I am not really alarmed by Joni's thievery--we take things off walls and put them back all the time. But my inner security device does take notice of the number of times that Joni's name-checked Chuck. In the past, I've been able to tell that things with Ted were getting better when Joni began to name-check him again. The fact that it's now Chuck has looped me for a throw.
Joni takes a small, framed photograph out of her bag. The frame is the color of Buddy Holly's glasses, and has largely the same effect.
"You have to look at it closely," Joni tells me.
I hold the photo up to my face, ignoring my own reflection to see what lies beneath. At first I see the man in the chair, toward the back of the photo. He's the age of my grandfather and is sitting in an old wooden rocker, laughing his head off. Then I realize he's sitting in a room covered by snow globes. There must be hundreds -- maybe thousands--of the small plastic shakers, each with its own blurry locale. Snow globes cover the floor, the counters, the shelves, the table at the man's arm.
It's a very cool photograph.
"You can't keep it," Joni says.
"I know, I know." I look at it for a minute more, then hand it back.
Infinite Darlene has kept quiet through this whole exchange. But she's about to burst with curiosity.
"He's just some guy," I say.
"Do tell," she insists.
So I do. Tell.
And I know as I do that he isn't "just some guy." There was something in our two minutes together that felt like it could last for years. Telling Infinite Darlene this doesn't just feel like I'm setting myself up for gossip.
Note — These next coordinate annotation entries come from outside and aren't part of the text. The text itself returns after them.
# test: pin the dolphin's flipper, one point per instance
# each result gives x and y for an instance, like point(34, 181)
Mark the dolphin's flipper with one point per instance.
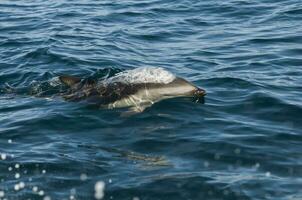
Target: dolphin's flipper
point(135, 110)
point(69, 80)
No, it feels like I'm putting my whole heart on the line.
Pride and Joy
Joni, Ted, and I sit together for the Homecoming Pride Rally that afternoon. It's the first rally that I've ever been in the stands for. This is due to a fluke of scheduling. Our school has too many activities and teams to be represented in each and every cheering session, so whenever we have a rally, only a dozen groups are spotlighted. They'd asked me to bring my acting troupe this time around, but I felt such recognition might damage our art--putting the personality before the performance, as it were. So as a result I am sitting in the bleachers of our gymnasium, trying to gauge the Joni-and-Ted barometer. Right now, it looks like the pressure is high. Ted keeps looking over at Joni, but Joni isn't looking as much at Ted.
He turns to me instead.
"You find your boyfriend yet?" he asks.
Panicked, I look around to see if Noah is in the immediate vicinity. Luckily, he is not.
I am starting to wonder if he actually exists.
The principal's secretary gets up to the microphone to start the rally. Everybody knows that she wields the real power in the school, so it makes sense to have her leading things here.
The gymnasium doors open and the cheerleaders come riding in on their Harleys. The crowd goes wild.
We are, I believe, the .only high school in America with a biker cheerleading team. But I could be wrong. A few years ago, it was decided that having a posse of motorcycles gun around the fields and courts was a mu
ch bigger cheer-inducer than any pom-pom routine could ever hope to be. Now, in an intricately choreographed display, the Harleys swerve around the gym, starting off in a pyramid the shape of a bird migration, then splitting up into spins and corners. For a finale, the cheerleaders rev all at once and shoot themselves off a ramp emblazoned with our high school's name. They are rewarded with massive applause.
Already the rally is doing its job. I am proud to be a student at my high school.
The tennis team is the next up. My brother and his friend Mara are the doubles champions, so they get a pretty good reception. I try to cheer loudly so Jay can hear my voice above the crowd. He's a senior now, and I know he's started to feel sad about everything coming to an end. Next year, he'll be on a college tennis team. It won't be the same.